US-based Prudential Financial Inc. is putting its Korean life insurance operations up for sale as several foreign insurance companies are planning to leave the South Korean market due to its slow growth and poor profitability.
Prudential Financial has tapped Goldman Sachs as lead underwriter of the sale of its Korean unit, which it fully owns through Prudential International Insurance Holdings, according to a report by Reuters.
The sale could fetch about 2 trillion won ($1.7bn) and is expected to win the attention of major financial groups in Korea due to the financial soundness of Prudential Life Insurance. Two major financial groups - KB Financial Group and Woori Financial Group - are considered potential bidders of Prudential Life Insurance, according to sources.
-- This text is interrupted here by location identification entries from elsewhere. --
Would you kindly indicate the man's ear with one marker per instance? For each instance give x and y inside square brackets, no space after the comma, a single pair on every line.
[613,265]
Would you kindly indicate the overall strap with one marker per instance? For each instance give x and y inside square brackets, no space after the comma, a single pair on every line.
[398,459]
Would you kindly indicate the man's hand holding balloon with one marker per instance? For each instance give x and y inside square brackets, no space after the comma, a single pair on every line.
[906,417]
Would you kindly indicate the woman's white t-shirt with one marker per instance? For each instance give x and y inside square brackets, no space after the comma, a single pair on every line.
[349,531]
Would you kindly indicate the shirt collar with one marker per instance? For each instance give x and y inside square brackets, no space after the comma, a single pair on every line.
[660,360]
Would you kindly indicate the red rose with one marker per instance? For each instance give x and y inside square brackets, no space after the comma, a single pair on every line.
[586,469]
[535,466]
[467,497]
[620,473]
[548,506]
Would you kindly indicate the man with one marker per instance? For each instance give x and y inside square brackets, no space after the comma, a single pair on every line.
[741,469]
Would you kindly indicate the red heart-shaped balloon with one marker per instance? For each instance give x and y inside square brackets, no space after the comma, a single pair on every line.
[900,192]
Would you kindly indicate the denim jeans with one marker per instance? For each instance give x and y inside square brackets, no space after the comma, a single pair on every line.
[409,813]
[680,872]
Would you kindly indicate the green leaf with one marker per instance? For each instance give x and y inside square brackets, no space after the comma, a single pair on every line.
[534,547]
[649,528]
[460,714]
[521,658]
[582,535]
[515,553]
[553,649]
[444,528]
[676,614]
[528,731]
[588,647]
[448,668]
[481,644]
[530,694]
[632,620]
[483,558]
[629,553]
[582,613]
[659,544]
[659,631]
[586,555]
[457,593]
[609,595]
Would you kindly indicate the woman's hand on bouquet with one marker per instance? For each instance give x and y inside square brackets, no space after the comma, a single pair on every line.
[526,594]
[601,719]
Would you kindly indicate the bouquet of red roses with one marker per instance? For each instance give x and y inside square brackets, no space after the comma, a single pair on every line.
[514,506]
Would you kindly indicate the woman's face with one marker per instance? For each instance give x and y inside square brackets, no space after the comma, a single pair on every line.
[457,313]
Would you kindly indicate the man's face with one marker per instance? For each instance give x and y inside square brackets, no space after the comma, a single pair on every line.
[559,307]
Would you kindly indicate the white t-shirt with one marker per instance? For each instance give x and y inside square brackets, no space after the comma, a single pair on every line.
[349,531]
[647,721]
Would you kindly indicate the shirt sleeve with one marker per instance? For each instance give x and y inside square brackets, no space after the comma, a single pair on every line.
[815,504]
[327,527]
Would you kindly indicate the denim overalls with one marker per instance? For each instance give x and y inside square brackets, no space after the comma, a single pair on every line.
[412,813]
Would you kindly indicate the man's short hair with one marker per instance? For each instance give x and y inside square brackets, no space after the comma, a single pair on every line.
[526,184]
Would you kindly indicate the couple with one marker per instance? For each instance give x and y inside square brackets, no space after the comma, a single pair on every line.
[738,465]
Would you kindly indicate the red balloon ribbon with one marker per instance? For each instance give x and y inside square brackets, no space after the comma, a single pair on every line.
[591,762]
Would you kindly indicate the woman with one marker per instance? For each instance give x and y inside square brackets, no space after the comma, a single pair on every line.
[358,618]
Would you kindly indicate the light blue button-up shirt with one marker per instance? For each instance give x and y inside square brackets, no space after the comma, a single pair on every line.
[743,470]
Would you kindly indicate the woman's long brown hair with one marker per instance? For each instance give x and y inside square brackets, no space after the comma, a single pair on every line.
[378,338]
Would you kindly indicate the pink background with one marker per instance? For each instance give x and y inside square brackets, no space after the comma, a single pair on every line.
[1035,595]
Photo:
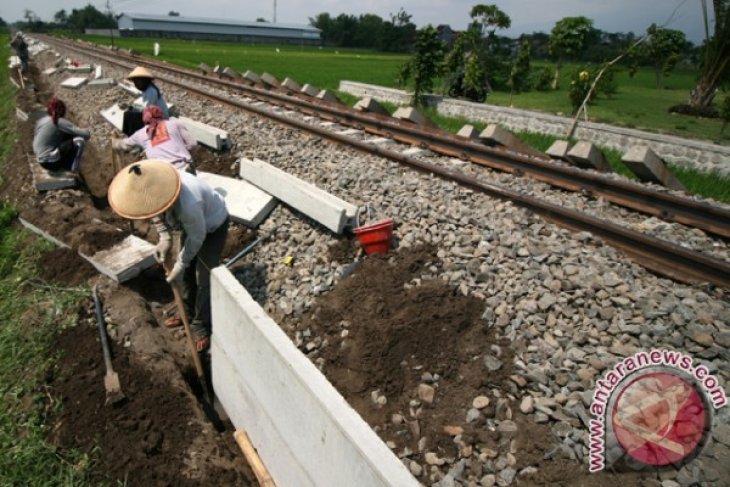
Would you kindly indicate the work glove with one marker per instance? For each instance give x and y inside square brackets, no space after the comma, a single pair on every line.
[175,275]
[161,249]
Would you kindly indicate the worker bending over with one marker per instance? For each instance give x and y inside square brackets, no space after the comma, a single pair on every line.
[151,95]
[151,188]
[167,140]
[58,144]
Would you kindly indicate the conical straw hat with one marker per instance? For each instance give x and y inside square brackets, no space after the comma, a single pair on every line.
[144,189]
[140,72]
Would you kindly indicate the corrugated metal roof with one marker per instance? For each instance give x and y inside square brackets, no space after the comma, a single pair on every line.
[206,20]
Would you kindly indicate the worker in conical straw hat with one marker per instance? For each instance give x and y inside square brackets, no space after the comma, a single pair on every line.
[151,95]
[154,188]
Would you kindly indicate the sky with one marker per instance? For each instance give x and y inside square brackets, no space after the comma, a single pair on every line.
[527,15]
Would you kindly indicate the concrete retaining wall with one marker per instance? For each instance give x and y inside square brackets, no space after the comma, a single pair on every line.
[691,153]
[303,429]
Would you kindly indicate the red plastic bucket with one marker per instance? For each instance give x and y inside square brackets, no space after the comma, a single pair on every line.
[375,238]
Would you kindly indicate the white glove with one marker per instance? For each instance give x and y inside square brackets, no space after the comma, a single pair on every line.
[161,249]
[176,273]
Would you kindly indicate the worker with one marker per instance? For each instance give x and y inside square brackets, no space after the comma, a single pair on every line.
[167,140]
[151,95]
[151,188]
[21,50]
[58,144]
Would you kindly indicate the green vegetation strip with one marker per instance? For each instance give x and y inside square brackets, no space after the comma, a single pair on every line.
[31,312]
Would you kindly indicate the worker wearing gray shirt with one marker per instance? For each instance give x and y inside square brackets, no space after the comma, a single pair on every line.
[58,144]
[154,188]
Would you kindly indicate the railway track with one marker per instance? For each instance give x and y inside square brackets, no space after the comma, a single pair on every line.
[657,255]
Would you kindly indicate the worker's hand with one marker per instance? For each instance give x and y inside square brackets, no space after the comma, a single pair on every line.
[175,275]
[161,249]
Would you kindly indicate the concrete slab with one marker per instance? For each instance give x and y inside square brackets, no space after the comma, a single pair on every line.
[251,76]
[586,155]
[205,134]
[246,203]
[327,209]
[82,68]
[74,83]
[559,150]
[114,115]
[290,84]
[410,114]
[370,105]
[103,84]
[328,95]
[304,431]
[129,88]
[494,135]
[125,260]
[310,90]
[468,132]
[49,180]
[270,80]
[648,166]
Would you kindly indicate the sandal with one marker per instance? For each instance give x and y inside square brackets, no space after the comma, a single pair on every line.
[173,322]
[202,344]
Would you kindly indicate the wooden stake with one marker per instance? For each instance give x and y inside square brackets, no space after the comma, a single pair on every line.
[252,456]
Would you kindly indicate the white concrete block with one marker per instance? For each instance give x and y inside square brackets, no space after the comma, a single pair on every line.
[115,116]
[74,83]
[648,166]
[559,150]
[327,209]
[125,260]
[104,83]
[328,95]
[310,90]
[246,203]
[270,80]
[410,114]
[290,84]
[205,134]
[303,429]
[586,155]
[468,132]
[370,105]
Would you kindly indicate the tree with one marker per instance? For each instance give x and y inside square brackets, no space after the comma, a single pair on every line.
[568,39]
[715,68]
[662,49]
[425,64]
[61,17]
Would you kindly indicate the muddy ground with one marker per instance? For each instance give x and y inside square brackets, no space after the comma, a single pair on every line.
[398,329]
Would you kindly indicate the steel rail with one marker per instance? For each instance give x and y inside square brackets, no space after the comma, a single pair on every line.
[657,255]
[712,219]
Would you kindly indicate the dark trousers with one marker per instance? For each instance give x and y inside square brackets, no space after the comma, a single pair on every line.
[196,281]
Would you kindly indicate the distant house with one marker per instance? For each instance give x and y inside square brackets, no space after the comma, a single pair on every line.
[166,26]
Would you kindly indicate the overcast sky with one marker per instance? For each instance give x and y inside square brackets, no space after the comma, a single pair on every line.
[527,15]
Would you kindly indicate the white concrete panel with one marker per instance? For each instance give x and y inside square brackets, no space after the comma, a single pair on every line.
[115,116]
[303,429]
[317,204]
[246,203]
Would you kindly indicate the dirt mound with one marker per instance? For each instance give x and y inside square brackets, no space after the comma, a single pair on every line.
[143,439]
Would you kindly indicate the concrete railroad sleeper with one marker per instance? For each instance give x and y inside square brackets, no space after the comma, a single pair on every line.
[712,219]
[657,255]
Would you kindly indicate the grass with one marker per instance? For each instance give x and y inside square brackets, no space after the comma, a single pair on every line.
[29,317]
[637,104]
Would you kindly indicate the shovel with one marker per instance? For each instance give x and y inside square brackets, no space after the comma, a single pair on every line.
[114,392]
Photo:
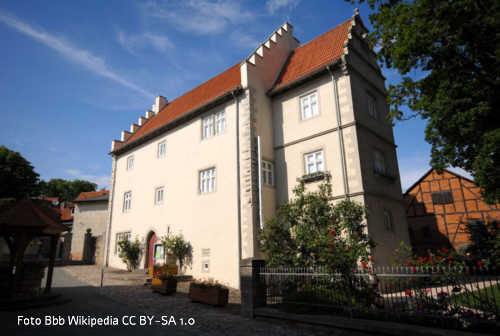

Prudential Life Insurance is the 11th largest insurer in the South Korean market, with KRW20.19 trillion ($17.1bn) in total assets as of mid-year. Furthermore, it placed fifth in terms of accumulated net profit, with KRW105 billion ($89m) in the first six months of the year.
KB Financial Group has expressed strong will to strengthen its life insurance business. Woori Financial Group has also expressed interest in acquiring an insurance company under a mid- to long-term project.
Multiple foreign insurance companies are planning to leave the South Korean market as poor profitability predicted to continue. South Korean life insurers booked a 24.3% on-year drop in their combined profit in the first nine months of this year due to mounting operating losses from waning insurance demand.
The net profit of the country's life insurance firms totaled 3.06 trillion won ($2.58bn) in the January-September period, down from 4.04 trillion won a year earlier, according to the Financial Supervisory Service (FSS) on Monday.
Likewise, foreign life insurers' net profit showed a year-on-year decline of 16.3 percent with a slow economic growth, an extremely low fertility rate and a low interest rate leading to a rapid decline in insurance profit.
Tongyang Life Insurance and ABL Life Insurance, which are under contract management by the financial authorities of China, are likely to be put on the market and KDB Life Insurance is currently in the process of sale.
The FSS urged life insurers to break out of their insurance premium-focused business model if they wanted to seek growth in an increasingly saturated market.